International career
- 2008–2009: France U19 / 9 / (1)
- 2010: France U20 / 3 / (0)
- 2010: France U21 / 5 / (0)

= Tripy Makonda =

French footballer (born 1990)

Tripy Deyingo Makonda (born 24 January 1990) is a French footballer who plays as a left back for FC Blue Boys Muhlenbach in Luxembourg.

Makonda is a France youth international and has represented his nation at under-18, under-19, and under-20 level. Before joining Brest, he had been at Paris Saint-Germain since 2002 and made his professional debut during the 2008–09 season.

==Career==
Makonda began his career at the age of five years joining Nicolaite de Chaillot, but had dreams of playing for the biggest Parisian club Paris Saint-Germain. He moved to sports club AC Boulogne-Billencourt in 1998, which also housed future French star Hatem Ben Arfa. During his time at A.C.B.B., he often played against the youths of Paris Saint-Germain, which is how he gained the attention of the club. Despite other offers from Ligue 1 clubs Lens and Toulouse, he refused to pass on the opportunity to play with his favorite club.

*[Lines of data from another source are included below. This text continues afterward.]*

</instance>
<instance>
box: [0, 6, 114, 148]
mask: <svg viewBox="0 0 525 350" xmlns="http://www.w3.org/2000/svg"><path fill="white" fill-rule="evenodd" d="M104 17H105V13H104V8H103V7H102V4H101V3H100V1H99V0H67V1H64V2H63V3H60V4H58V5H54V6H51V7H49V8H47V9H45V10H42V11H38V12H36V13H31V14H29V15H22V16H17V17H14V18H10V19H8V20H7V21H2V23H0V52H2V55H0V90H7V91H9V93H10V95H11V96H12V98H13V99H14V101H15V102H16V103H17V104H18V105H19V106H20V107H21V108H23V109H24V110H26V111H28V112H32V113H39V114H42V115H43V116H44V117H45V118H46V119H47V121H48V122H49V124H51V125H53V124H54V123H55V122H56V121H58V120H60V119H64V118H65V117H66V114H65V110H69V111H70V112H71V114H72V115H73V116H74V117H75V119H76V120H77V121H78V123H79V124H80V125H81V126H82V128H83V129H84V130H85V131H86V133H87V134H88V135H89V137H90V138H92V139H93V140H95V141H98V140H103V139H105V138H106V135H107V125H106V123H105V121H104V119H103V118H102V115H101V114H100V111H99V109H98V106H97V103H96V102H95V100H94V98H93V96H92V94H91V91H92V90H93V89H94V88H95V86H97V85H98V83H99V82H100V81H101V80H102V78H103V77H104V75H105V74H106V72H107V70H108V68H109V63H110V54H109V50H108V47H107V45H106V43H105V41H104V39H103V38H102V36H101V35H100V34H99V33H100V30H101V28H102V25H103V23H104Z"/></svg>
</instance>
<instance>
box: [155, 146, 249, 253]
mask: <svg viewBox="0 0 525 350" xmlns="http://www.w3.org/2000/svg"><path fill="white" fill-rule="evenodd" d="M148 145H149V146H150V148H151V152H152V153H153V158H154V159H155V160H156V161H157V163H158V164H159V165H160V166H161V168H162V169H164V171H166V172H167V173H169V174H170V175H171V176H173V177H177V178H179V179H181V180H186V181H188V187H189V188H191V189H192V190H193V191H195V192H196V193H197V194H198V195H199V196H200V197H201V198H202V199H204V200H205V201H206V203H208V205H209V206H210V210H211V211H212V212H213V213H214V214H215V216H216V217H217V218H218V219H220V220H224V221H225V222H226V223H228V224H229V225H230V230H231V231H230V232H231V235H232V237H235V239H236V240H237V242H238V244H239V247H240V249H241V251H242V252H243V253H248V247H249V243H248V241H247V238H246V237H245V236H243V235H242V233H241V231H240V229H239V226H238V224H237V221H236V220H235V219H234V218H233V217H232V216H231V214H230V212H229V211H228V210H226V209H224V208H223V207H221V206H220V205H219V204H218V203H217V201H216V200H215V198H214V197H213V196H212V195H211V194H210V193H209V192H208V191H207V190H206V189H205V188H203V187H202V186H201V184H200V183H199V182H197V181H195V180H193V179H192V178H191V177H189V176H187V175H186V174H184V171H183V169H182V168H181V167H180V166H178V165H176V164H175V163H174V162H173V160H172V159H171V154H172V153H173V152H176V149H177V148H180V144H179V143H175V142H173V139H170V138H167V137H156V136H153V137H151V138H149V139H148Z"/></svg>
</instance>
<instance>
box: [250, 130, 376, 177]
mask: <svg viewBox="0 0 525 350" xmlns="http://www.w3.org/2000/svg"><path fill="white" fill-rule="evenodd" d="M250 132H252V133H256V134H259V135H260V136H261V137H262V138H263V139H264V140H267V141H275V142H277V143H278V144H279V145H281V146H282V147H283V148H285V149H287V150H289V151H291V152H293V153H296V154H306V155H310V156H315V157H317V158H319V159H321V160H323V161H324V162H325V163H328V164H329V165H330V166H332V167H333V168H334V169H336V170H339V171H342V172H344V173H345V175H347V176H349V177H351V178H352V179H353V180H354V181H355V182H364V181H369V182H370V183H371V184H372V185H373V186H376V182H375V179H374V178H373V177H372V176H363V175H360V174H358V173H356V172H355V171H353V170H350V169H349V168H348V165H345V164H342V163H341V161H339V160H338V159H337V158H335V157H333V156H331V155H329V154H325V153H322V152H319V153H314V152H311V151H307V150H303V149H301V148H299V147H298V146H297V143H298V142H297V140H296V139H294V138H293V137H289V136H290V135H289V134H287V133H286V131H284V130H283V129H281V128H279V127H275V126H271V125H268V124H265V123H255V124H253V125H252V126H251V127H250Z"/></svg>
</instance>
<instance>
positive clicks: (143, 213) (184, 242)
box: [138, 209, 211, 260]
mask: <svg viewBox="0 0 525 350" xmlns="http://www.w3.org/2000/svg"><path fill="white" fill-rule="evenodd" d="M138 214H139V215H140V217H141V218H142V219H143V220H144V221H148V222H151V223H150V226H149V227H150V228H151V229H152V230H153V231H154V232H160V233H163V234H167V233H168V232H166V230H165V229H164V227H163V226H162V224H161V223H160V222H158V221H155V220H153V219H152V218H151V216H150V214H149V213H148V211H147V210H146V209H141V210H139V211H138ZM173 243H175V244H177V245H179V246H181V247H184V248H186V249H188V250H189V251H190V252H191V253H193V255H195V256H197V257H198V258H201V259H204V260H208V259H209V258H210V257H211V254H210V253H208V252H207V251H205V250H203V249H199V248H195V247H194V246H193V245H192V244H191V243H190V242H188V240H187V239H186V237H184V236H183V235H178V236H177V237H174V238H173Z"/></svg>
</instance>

After spending nearly six years at the Camp des Loges, Makonda joined Paris Saint-Germain's Championnat de France amateur team in the fourth division for the latter part of the 2007–08 season. His performances caught the eye of manager Paul Le Guen, who called up the young midfielder for the senior team's Coupe de France semi-final match against Amiens SC, though he wouldn't make his debut. Makonda was promoted to the senior squad the following season and assigned the number 24 shirt. He made his professional debut on 18 February 2009 in a UEFA Cup match against German club VfL Wolfsburg playing 64 minutes before being substituted out. He made his league debut on 12 April 2009 in a match against Lille. Makonda started the match and played the full 90 minutes in a 0–0 draw. On 22 June 2009, he signed his first professional contract agreeing to a three-year deal with the club until 2012. He played for the capital club from 2009 to 2011, but struggled to secure a regular place. He made only nine league appearances over three seasons.

Makonda signed a four-year contract with Ligue 1 Brest on 22 July 2011.

On 2 February 2015, Makonda signed a deal with Académica valid for the next two and a half seasons. He made his league debut in a 2–0 away victory over Moreirense.

==International career==
Makonda is a France youth international having played for the under-18, under-19, and under-20 teams. He participated in the 2009 UEFA European Under-19 Football Championship with the under-19 team. Makonda played in all four of the squad's matches including the semi-final, where they suffered elimination losing 3–1 in extra time to England.